A Lagos-based microfinance loan solutions company, Letshego Microfinance Bank Nigeria disbursed more than half of its loans to women-led micro and small enterprises last year, and has been named the “Affirmative Finance Action for Women in Africa (AFAWA) Bank of the Year” at the African Business Awards ceremony.
The annual ceremony celebrating excellence in the continent’s banking sector, took place on Wednesday 24 May during the African Development Bank Group’s Annual Meetings in Sharm El-Sheikh, Egypt.
The Leshego Microfinance Bank Nigeria, also known as Letshego MFB Nigeria, received the award named after the African Development Bank’s Affirmative Finance Action for Women in Africa (AFAWA) programme.
AFAWA seeks to close the estimated $42 billion finance gap for women-owned small and medium-sized enterprises (SMEs) by unlocking up to $5 billion of financing for over 30,000 women business owners in Africa.
“We are delighted because our purpose is to Improve Lives of our customers by creating financial access and accelerating financial inclusion by providing creative funding for micro and small entrepreneurs in the region. [Being named AFAWA Bank of the Year] will enhance our brand positioning and increase trust and our reputation with women-led businesses,” said .

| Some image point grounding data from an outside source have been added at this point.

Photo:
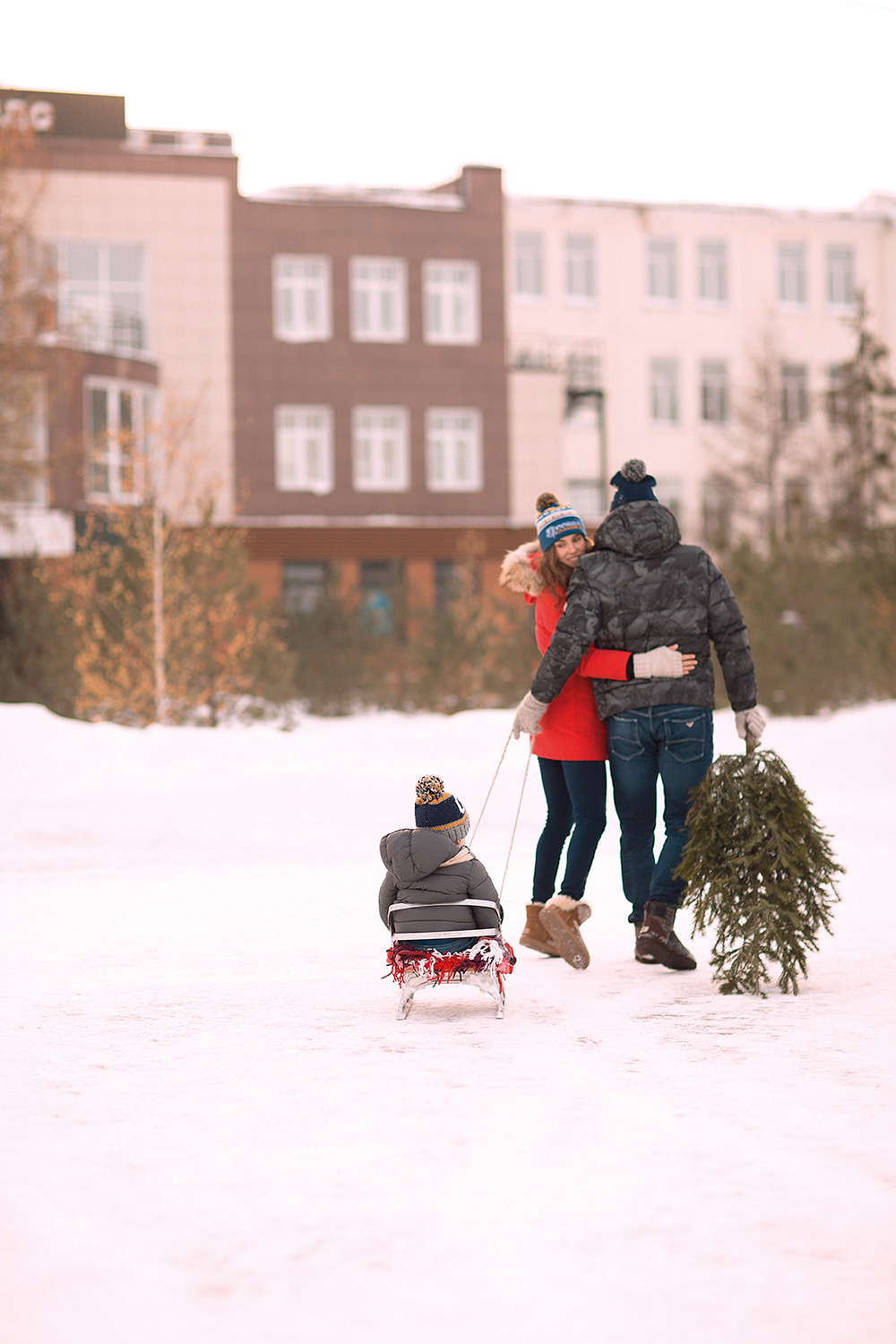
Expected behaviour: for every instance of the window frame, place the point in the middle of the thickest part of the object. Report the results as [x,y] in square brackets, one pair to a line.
[657,266]
[673,384]
[538,293]
[375,481]
[445,293]
[587,296]
[705,249]
[144,408]
[801,274]
[282,285]
[309,486]
[107,289]
[376,332]
[452,483]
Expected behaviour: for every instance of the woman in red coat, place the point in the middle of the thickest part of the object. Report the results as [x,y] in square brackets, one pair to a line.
[573,744]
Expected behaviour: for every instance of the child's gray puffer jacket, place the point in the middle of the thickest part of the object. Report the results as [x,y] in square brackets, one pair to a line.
[426,868]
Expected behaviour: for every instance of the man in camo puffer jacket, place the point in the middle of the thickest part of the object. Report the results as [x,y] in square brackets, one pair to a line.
[638,589]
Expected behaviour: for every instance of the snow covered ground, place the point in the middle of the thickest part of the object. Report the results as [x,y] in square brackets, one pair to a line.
[214,1132]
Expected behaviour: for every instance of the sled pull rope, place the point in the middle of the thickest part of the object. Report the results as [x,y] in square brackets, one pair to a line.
[490,787]
[525,776]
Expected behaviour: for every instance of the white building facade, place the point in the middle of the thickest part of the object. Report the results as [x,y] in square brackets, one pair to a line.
[635,331]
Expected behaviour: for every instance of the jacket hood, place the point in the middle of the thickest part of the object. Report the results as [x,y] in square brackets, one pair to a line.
[638,530]
[411,855]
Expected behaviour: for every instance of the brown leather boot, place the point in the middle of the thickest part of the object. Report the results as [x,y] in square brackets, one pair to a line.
[659,940]
[562,918]
[642,956]
[535,935]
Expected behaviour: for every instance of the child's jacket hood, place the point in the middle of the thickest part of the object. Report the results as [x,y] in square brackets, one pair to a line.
[411,855]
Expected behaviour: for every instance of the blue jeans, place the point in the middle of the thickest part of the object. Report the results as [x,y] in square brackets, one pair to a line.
[672,742]
[576,793]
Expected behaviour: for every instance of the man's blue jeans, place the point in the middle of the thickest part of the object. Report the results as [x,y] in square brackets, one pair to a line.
[672,742]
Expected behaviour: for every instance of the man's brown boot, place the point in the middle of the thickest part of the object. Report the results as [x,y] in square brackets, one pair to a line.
[562,918]
[642,956]
[535,935]
[659,940]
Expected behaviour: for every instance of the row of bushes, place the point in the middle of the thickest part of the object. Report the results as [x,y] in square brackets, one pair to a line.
[823,631]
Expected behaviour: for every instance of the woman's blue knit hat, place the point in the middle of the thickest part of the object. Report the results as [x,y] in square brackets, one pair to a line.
[437,809]
[555,521]
[633,484]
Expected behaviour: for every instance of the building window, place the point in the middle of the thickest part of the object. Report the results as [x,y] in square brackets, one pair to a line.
[841,289]
[381,456]
[583,373]
[23,435]
[117,424]
[662,269]
[303,306]
[794,394]
[797,507]
[713,392]
[102,295]
[793,288]
[581,277]
[304,586]
[839,394]
[452,451]
[664,392]
[712,260]
[450,303]
[382,588]
[304,448]
[379,298]
[528,265]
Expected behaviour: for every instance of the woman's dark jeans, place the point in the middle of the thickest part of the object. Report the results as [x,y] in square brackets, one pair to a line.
[576,793]
[672,742]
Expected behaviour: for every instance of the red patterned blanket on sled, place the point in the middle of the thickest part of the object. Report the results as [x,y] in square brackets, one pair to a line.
[406,960]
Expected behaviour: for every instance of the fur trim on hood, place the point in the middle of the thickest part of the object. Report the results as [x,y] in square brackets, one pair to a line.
[517,574]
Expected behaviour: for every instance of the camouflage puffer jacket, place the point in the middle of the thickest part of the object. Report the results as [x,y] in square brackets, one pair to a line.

In partnership with the African Guarantee Fund and the African Development Bank, the AFAWA Bank of the Year Award honours banks advancing financial inclusion of women across the continent.
Letshego MFB Nigeria is part of the Guarantee for Growth programme, administered by AFAWA and its partner, the African Guarantee Fund. Amongst other activities, the programme de-risks women portfolios of partner financial institutions, and incentivises financial institutions playing a more significant role in supporting private-sector growth through women entrepreneurs.
Participation in the program has increased Letshego MFB Nigeria’s appetite to do business with women-led businesses, Tyotule said.
Letshego MFB Nigeria’s original guarantee line was $3.5 million: Leshego MFB Nigeria leveraged that line to offer an additional $1.5 million in client loans. Cumulatively the bank says it disbursed about $5 million of loans — and out of this amount they disbursed $2 million to women-led SMEs in less than one year.
In her remarks, African Development Bank Vice President for Agriculture, Human and Social Development Dr Beth Dunford said “through AFAWA, and with partners like the African Guarantee Fund, the Bank was helping financial institutions realise that financing Africa’s women-led start-ups isn’t charity work – it is “good business”.
“We believe that supporting Africa’s women-led businesses and catalysing private investment are crucial for inclusive African economic transformation,” Dr Dunford added.
African Guarantee Fund’s Group Chief Executive Officer Jules Ngankam said their aim was to provide a holistic solution by reinforcing human and financial capital, so that women entrepreneurs could fully contribute to the growth of our continent.
“In addition to the AFAWA Guarantee for Growth, we also provide tailored technical assistance to our partner financial institutions to develop their women SME lending portfolios,” Ngankam said.
More than 300 of the continents’ leading bankers, regulators and policymakers attended the African Banker Awards, now in its 17th edition. Another highlight of the evening was African Development Bank head Dr Akinwumi Adesina presenting the award for “Finance Minister of the Year.”
As the music played after Adesina announced the winner, both he and honouree Enoch Godongwana, South Africa’s Minister of Finance, took a moment to dance to the beat before Adesina handed over the award.
Bank Secretary General Professor Vincent Nmehielle presented an award to Afreximbank for being named “Africa Bank of the Year.”
“This year’s award ceremony is a testament not only to the vibrancy and dynamism of Africa’s banking industry but also its increasing diversity,” said Omar Ben Yedder, Committee Chairman and Group Publisher at IC Publications, publishers of African Banker.
Letshego Microfinance Bank Nigeria, in Lagos, is part of the larger Letshego Group. The Letshego Group is an African multinational, first opening its doors in Botswana more than 21 years ago by offering loans to government employees.
Today the Group employs more than 3,000 people and operates in 11 sub-Saharan African markets including Nigeria.
AFAWA is supported by various development partners including the G7 countries (France, Canada, Italy, Germany and the European Commission), the Netherlands, Sweden, and the Women Entrepreneurship Finance Initiative (We-Fi) of the World Bank Group.